/ Modified feb 28, 2020 3:14 p.m.

Group explores community impact of violence against Indigenous women

MMWIG committee members hear "heart-wrenching" stories from family members.

Ceremonial Signing HB2570 Gov. Doug Ducey holds up HB 2570, a law that will require the state to collect data on missing and murdered Indigenous women and girls, at the ceremonial signing Aug. 13, 2019.

A state study committee collecting data on missing or murdered Indigenous women and girls met Tuesday, Oct. 29, in Northern Arizona to learn more about how this violence affects the community.

State Sen. Jamescita Peshlakai, the vice chair of the committee, said a crowd of Hopi and Navajo residents who spilled in the hallway met the study committee in the Hopi village of Moenkopi. She said it's the government's responsibility to reach out to all Arizonans.

"We are dealing with families that are really vulnerable. That's why they're targeted," said Peshlakai. "They don't have the means to have a lobbyist at the Capitol. They don't have the means to have lobbyists in Washington, D.C."

Peshlakai said the committee, which is made up of lawmakers, advocates and law enforcement officers from across Arizona, will travel to both urban and rural communities to see how people in different legislative districts live.

State Sen. Victoria Steele, who is another member of the committee, called the testimonies "heart-wrenching."

"You would hear a woman speaking in the Navajo language, and I could not understand the words, but their pain was absolutely unmistakable," said Steele. "They cried. They were angry. Most of them were just in incredible pain. These were mostly elderly people that were crying because their daughters and their granddaughters had been taken."

Peshlakai said she's fluent in Navajo and was able to translate for the committee members who don't speak that language.

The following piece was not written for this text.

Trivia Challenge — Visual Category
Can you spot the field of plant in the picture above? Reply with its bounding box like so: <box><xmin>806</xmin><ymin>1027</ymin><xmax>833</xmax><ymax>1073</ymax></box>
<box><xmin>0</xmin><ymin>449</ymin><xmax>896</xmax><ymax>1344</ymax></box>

She said she thinks since the committee wants to travel to more tribal lands for future meetings, they must have translators, so non-English speaking Indigenous Arizonans can share their stories with the committee.

Steele said some residents also said how frustrating it was to ask for updates on their loved one's case at a law enforcement agency — like the tribe, county or FBI — and they would be told to go to one of the other groups for answers.

"We know that this jurisdictional spiderweb is a part of the problem, because it delays investigation," said Steele.

The committee's next meeting will be in early December, at a location to be determined.